On a slightly different topic, where IP has been generated under a contract with the government, the IP may be owned by the contractor but subject to a contractual equivalent to the Crown user provisions mentioned above, to allow the government to make use of the IP and authorise others to do so. For example, IP Draughts has seen funding agreements from the Department of Health that include such provisions.

To implement provisions of this kind, a government minister is required to take a formal decision, and in the case of section 59 of the Patents Act 1977 an Order in Council is required to declare a “period of emergency”.

Thus, the government has several levers of power to ensure that people responding to the Covid 19 pandemic are not sued for IP infringement.

With this in mind, and with a view to encouraging people to do what they can to help the NHS and the nation through the present crisis, IP Draughts proposes the following draft statement, or open letter, from the relevant government minister. Given that Amanda Solloway is both the IP Minister and the Minister for Science, Research and Innovation, she would seem ideally placed to issue such a statement.

For the avoidance of doubt, IP Draughts waives any IP rights that he may have in the following statement!

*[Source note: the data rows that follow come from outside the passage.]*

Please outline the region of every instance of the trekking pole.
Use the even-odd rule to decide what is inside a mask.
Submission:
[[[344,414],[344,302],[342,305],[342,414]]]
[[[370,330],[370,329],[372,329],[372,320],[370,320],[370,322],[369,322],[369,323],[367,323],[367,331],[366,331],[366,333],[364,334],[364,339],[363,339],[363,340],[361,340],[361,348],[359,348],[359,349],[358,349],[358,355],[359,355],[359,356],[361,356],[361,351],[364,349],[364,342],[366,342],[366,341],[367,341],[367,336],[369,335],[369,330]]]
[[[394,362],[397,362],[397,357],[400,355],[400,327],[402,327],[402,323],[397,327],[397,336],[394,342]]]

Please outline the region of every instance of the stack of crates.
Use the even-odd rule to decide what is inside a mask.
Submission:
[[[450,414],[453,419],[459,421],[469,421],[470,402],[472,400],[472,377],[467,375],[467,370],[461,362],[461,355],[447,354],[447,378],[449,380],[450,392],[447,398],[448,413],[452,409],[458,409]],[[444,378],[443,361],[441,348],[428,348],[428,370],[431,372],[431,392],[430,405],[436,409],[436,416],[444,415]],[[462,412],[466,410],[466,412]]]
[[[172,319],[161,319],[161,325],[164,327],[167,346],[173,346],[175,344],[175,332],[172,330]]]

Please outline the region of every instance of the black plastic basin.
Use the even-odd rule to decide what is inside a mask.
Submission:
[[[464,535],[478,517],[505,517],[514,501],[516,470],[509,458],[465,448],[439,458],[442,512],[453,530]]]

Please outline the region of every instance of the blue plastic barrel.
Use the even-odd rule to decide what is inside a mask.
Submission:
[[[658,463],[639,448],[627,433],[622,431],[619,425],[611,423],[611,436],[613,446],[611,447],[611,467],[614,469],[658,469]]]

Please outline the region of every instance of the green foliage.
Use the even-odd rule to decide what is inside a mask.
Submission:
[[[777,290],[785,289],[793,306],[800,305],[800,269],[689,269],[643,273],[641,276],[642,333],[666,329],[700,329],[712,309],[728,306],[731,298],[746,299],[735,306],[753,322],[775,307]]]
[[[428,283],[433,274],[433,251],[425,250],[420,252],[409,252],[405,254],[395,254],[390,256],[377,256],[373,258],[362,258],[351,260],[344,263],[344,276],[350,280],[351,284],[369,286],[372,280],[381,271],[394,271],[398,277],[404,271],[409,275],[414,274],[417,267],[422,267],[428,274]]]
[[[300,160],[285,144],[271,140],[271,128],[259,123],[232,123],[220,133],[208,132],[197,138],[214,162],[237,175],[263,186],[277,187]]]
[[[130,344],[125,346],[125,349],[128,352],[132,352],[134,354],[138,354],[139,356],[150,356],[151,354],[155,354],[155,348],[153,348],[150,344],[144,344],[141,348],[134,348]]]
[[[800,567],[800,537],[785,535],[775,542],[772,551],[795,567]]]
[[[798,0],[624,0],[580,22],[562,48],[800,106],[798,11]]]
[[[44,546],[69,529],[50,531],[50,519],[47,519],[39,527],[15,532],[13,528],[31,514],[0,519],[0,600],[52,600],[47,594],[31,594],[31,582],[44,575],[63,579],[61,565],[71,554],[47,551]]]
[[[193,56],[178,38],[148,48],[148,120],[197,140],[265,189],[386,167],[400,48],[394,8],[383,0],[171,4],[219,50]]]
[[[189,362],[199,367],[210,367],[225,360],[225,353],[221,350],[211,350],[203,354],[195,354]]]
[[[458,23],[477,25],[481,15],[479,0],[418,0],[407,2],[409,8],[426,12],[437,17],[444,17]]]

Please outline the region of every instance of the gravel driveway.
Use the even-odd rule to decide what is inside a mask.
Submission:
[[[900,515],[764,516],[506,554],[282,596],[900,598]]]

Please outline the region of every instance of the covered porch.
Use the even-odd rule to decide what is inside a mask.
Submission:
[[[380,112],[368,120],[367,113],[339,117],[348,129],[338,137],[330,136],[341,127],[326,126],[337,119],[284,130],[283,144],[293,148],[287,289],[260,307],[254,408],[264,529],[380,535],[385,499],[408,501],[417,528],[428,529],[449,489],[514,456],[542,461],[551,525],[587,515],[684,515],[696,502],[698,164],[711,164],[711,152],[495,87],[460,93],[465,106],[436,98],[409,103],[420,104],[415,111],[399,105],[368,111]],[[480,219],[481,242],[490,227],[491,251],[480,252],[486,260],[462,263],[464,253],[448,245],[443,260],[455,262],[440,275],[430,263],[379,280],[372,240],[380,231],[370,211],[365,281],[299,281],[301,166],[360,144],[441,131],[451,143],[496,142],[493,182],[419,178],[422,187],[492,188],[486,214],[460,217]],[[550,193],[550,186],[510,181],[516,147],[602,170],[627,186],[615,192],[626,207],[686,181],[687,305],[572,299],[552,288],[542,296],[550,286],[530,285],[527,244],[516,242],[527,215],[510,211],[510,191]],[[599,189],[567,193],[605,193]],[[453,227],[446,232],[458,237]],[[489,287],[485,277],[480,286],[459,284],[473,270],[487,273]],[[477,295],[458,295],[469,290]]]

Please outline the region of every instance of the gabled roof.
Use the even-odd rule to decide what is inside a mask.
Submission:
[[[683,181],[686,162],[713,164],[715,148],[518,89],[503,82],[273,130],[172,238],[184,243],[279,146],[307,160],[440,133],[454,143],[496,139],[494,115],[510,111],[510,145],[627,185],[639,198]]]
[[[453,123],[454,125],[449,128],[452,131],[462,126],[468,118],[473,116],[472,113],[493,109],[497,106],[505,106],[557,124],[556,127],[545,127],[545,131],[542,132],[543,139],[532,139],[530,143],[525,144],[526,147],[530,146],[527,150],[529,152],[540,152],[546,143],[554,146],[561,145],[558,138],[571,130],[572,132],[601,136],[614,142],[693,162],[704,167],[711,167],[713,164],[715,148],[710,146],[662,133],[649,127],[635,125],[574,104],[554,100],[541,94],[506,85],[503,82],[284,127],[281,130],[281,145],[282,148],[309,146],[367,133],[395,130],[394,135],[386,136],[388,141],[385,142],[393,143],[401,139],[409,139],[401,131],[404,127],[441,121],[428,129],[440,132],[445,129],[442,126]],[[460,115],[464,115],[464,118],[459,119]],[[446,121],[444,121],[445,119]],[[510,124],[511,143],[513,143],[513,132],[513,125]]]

IP Draughts’ draft statement for the IP Minister to issue:

Covid 19 and the use of intellectual property (IP) for the public benefit

It has been inspirational to see the public responding so generously to appeals for help during the current pandemic. Within the science and technology communities, we have seen hundreds of initiatives to help solve shortages of vital equipment such as ventilators, face masks and hand sanitiser. There have also been initiatives to improve our understanding of the spread of the disease, including diagnostic tools and tracker apps. On behalf of the UK government, I would like to express our strong support and appreciation for initiatives of this kind.

Some of the people involved in these and similar initiatives have expressed concerns that they may be sued for infringement of third party intellectual property. For example, a scientific technique may be patented, or a product may make use of existing designs that are protected by design rights.

It would be extremely concerning if anyone who is trying to develop, make or supply products to help with the current emergency were to be threatened or actually sued for IP infringement.

The government would like to remind IP owners that it has statutory powers known as Crown user provisions, that enable the government to use, and authorise others to use, IP in the national interest. The government will not hesitate to implement those powers where appropriate.

However, the government hopes that it will not be necessary to devote time and national resources to implementing such laws. It trusts that IP owners will voluntarily cooperate to ensure that urgent needs are met (e.g. by voluntarily supplying designs and blue prints of their products where required), and refrain from asserting IP rights against those who are trying to meet those needs.